E, invece, il racconto di
Natale mi è accaduto.
È iniziato con lo squillo del
cellulare e un agente, in servizio alla portineria di Nisida, mi dice. “Vi ha
cercato… io le ho detto che non potevo darle il vostro numero… ma questo è il
suo”.
Il tempo di digitare il numero
e mi ritrovo, qualche ora dopo, in una piazza napoletana, a rivedere M. e V.
M. è, adesso, una signora
sulla quarantina (ma ne dimostra meno), con casa e lavoro e famiglia in una
città del Nord, ma, venti anni fa era una delle ragazze rom che frequentavano
il corso per la licenza media. Era bella, vivace, intelligente – aveva e ha
occhi luccicanti – e, rispetto alle altre, aveva una particolarità. In carcere,
con lei, c’era la sua bambina. Che ha fatto i primi passi con me e di cui sono
stata madrina di battesimo: il primo, e, penso, l’unico, mai avvenuto a Nisida.
Le avevo riviste, mamma e
figlia qualche altra volta, l’ultima quando la bambina aveva fatto la prima
comunione. Poi, come accade talvolta (un cellulare che viene cambiato, un
numero che si disperde) non ne ho avuto notizie per anni.

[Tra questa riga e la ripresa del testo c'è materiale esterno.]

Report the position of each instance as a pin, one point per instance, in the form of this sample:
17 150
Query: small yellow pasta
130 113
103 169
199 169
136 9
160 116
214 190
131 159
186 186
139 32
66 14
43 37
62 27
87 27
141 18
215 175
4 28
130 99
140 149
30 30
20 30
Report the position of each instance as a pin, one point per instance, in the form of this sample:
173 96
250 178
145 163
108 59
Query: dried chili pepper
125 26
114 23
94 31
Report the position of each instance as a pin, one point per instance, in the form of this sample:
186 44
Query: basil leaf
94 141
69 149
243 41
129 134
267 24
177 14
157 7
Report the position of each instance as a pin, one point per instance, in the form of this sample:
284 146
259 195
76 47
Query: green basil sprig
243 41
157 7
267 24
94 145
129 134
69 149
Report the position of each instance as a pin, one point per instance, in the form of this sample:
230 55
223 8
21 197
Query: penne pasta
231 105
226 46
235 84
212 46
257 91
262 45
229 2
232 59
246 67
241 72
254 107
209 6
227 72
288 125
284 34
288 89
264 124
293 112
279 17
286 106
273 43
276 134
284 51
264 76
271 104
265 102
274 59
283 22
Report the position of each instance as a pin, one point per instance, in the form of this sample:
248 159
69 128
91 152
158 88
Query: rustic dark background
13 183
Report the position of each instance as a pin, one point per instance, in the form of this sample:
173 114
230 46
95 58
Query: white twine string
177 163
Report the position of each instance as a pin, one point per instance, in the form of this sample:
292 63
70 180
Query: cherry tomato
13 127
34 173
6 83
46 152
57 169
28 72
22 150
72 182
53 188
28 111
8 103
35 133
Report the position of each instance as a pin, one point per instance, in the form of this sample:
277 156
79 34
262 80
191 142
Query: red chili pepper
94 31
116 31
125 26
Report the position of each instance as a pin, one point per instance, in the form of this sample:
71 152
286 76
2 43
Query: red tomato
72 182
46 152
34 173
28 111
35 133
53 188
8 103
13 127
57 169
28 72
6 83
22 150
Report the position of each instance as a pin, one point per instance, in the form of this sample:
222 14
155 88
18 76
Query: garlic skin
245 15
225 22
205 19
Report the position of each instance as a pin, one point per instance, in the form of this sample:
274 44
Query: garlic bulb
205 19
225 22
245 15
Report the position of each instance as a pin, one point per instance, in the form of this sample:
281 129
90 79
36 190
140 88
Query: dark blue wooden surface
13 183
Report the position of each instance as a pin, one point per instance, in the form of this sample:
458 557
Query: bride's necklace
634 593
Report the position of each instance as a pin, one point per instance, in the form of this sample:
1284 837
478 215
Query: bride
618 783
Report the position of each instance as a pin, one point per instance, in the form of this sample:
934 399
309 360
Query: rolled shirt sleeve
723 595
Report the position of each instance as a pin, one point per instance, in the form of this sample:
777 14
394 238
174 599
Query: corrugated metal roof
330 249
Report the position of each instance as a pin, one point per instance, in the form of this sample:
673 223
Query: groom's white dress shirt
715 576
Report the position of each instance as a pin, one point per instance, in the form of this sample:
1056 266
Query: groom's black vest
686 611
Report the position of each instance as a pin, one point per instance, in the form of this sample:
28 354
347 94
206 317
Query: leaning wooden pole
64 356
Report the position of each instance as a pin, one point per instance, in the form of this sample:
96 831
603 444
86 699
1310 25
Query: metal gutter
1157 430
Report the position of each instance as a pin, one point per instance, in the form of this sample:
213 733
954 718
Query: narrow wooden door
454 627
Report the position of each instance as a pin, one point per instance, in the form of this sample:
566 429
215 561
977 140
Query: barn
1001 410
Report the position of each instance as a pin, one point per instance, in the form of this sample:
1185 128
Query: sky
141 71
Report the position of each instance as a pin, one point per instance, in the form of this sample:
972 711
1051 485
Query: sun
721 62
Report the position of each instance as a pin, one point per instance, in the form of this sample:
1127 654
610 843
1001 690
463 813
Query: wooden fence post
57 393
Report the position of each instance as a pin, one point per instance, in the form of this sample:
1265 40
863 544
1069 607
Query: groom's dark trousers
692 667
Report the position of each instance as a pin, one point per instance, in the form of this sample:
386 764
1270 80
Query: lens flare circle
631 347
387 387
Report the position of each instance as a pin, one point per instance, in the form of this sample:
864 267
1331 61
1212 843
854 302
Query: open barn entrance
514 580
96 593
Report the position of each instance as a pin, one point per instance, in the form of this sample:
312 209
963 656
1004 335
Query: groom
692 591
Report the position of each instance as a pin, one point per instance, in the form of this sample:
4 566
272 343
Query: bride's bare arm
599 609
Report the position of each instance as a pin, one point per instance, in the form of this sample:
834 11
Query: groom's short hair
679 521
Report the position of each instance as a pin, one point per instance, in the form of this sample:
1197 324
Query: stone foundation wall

Ma, venerdì sera sono arrivate
a Napoli, ospiti della famiglia di un pastore evangelico e sabato mattina mi ha
cercato.
Abbiamo parlato un bel po’, camminando
per strade affollate da una qualche frenesia di regali (finora rimandati per
necessità d’economia domestica), sotto un’illuminazione che a me pare da fiera
di paese e una pioggerellina leggera. Ma va bene lo stesso.
V. guarda le vetrine,
soprattutto quelle di scarpe.
Ha superato i diciannove anni.
Ha begli occhi e, sulle labbra, un filo di rossetto rosa.
Dello stesso rosa del
vestitino che indossava il giorno del battesimo.